As described above, the present invention provides a high-frequency heating device equipped with at least a detection means for detecting reflected power and an impedance variable device for matching load impedance and source impedance. The variable impedance is controlled based on the amount of reflected power or the relative ratio of reflected power and incident power, and the initial reflected power is maintained and changes as the heating progresses based on the amount of reflected power or the relative ratio of reflected power and incident power. The device controls the output power of the heating heat source, allows you to grasp the heating progress of the object to be heated from moment to moment, automatically sets the heating time according to the object to be heated, and performs so-called automatic heating. It is possible to increase the efficiency of high-frequency heating to the load as a fuel, save energy, and reduce reflected power to prevent damage to the high-frequency heating heat source and extend its life. This has the effect of making it easy to carry out.

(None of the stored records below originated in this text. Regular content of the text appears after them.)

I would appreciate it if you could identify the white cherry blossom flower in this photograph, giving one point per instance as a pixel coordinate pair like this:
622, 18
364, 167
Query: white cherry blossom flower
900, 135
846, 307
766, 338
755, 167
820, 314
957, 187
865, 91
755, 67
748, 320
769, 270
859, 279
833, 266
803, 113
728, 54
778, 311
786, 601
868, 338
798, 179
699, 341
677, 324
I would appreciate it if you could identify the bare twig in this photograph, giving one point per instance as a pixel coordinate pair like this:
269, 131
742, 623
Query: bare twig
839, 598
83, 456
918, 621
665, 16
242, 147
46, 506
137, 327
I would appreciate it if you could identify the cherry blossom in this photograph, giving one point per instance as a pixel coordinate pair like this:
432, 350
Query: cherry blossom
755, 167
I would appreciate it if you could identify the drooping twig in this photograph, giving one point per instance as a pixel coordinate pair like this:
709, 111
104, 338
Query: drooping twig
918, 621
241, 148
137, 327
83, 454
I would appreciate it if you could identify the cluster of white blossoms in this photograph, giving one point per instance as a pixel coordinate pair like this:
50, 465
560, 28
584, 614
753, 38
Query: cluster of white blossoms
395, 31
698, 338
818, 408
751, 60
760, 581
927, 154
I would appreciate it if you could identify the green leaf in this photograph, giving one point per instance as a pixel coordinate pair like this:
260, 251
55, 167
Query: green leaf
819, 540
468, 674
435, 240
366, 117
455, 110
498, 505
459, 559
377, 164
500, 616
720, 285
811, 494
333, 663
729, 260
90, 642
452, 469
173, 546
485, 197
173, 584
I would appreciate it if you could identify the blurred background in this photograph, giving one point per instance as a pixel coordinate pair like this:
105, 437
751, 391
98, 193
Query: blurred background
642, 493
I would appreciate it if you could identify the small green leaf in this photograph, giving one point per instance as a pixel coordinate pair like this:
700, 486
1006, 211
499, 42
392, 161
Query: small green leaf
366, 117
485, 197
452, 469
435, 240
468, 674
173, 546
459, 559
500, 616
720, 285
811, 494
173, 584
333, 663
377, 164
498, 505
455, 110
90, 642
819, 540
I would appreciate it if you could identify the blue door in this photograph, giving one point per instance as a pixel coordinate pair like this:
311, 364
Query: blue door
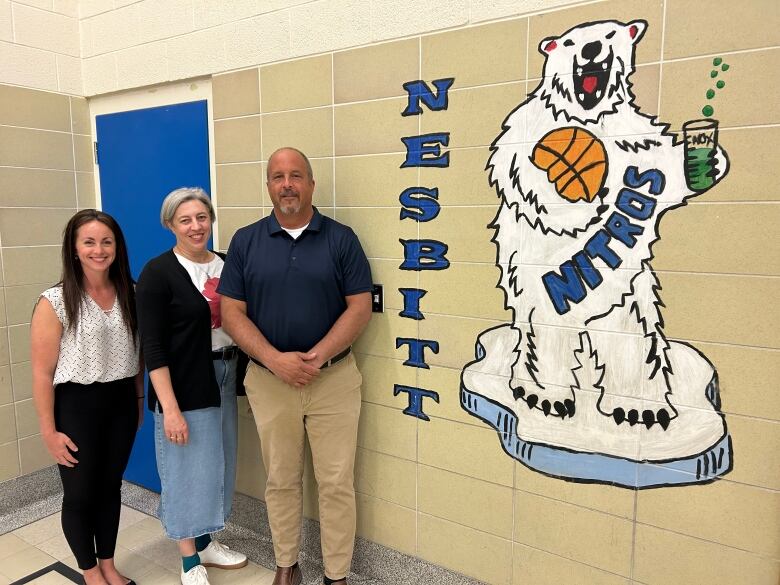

[Brief explanation of the drawing]

Fig. 1 is a light-load efficiency characteristic diagram of a conventional high-frequency heating device, Fig. 2 is a characteristic diagram showing the relationship between the temperature of the heated object and ε _r and tan δ, and Fig. 3 is a high-frequency heating device showing an embodiment of the present invention. FIG. 4 is a block diagram of a heating device; FIG. 4 is a block diagram of a two-way coupler for detecting incident power and reflected power according to an embodiment of the present invention; FIG. 5 is a block diagram of a stub tuner for impedance matching according to an embodiment of the present invention. Diagram,
FIG. 6 is a control signal flow block diagram of a high frequency heating device showing one embodiment of the present invention. 1... High-frequency heating heat source, 2... Two-directional coupler (power detector), 4... Heating chamber, 6... Heated object,
7... Controller, 8, 9... Stub tuner (impedance variable device), 24... Initial relative value holder, 25... Heating heat source controller, 27... Impedance variable signal generator, Pi, Pi'... incident power,
Pr, Pr'... Reflected power, Pr', t _O ... Initial reflected power value, Pr'(t)/Pi'... Relative ratio of incident power and reflected power.

Claims (1)

[Scope of Claims] 1. A heating chamber that accommodates an object to be heated, a high-frequency heating heat source that generates microwave energy to supply power to the heating chamber, and a power source that controls incident power to the heating chamber and reflected power from the heating chamber. At least a power detector for detecting reflected power, a variable impedance device attached to a microwave energy transmission path between the power detector and the heating chamber, and a preset amount of reflected power at the start of heating. The variable impedance is controlled as follows, and the initial reflected power value after this control is held, and the power change amount is the difference between this initial reflected power value and the reflected power value that changes as the heating time elapses. and a controller that controls output power of the high-frequency heating heat source based on. 2 The power detector is configured to detect incident power and reflected power, and the variable impedance is controlled based on the relative ratio of reflected power and incident power so that the relative ratio becomes less than a preset value at the start of heating. At the same time, the initial relative value after this control was held, and the output power of the high-frequency heating heat source was controlled based on the relative ratio change amount of the difference between this initial relative value and the relative value that changed as the heating time elapsed. A high frequency heating device according to claim 1.